There was some debate amongst Council as to why a conceptual scheme was required for this application. Local Councillor Gautreau and Deputy Reeve Schule suggested that the applicant should not have to do a concept scheme because there appeared to be little community buy-in about what should happen on the quarter section. However, CAO Hoggan reminded Council again that since Administration had not reviewed the revised document, it was impossible to assess the application. Gautreau tabled the motion. His motion passed 5-2 with all but Schule and Councillor McKylor in support. Councillors Kamachi and Kissel were absent.
RESOLUTION FOR MUNICIPAL AFFAIRS TO CREATE A PROCESS FOR COUNCIL DISPUTES
On Administration’s recommendation, Council unanimously approved asking the Rural Municipalities of Alberta to support a resolution asking Municipal Affairs to create a dispute resolution process for councillor sanction and disqualification disputes that could be used as an alternative to legal actions. Administration described the current process as “costly, time-consuming and combative”.
The Code of Conduct for Councillors was mandated by the Province in 2017. The provincial requirements for these codes of conduct include the ability for councils to impose sanctions on councillors.

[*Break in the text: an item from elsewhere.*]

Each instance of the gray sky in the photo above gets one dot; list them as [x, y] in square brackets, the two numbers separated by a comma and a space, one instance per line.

However, the province did not provide any review mechanism. As a result, if the majority on a council refuses to use mediation services, legal action is the only way to resolve these issues.
I have said previously that Municipal Affairs needs to provide a review mechanism, like an integrity commissioner, to oversee Councils’ applications of the Code of Conduct. This resolution seeks such a mechanism. The resolution would still allow for court challenges should either party not agree with the decision rendered by Municipal Affairs.
In a motion arising, Councillor Hanson noted that Municipal Affairs already provides mediation services for councils through the Collaborative Governance Initiative. Given this, and the resolution’s identification of legal action as combative and not always in the best financial interest of municipalities, he asked that Council seek mediation services from Municipal Affairs; that the 30% reduction in pay imposed on Councillors Hanson, Kissel and me during the sanctions be reinstated; and, that the County cease all legal actions against the three of us.
In response to Hanson’s motion, Deputy Reeve Schule called a point of order. After some confusion, Reeve Boehlke called a recess to discuss the motion with the CAO. On his return, Boehlke stated that the Procedure Bylaw requires that a motion arising must be directly related to the previous discussion/motion. He ruled that Hanson’s motion was not related to the RMA resolution and the motion was removed without vote or debate.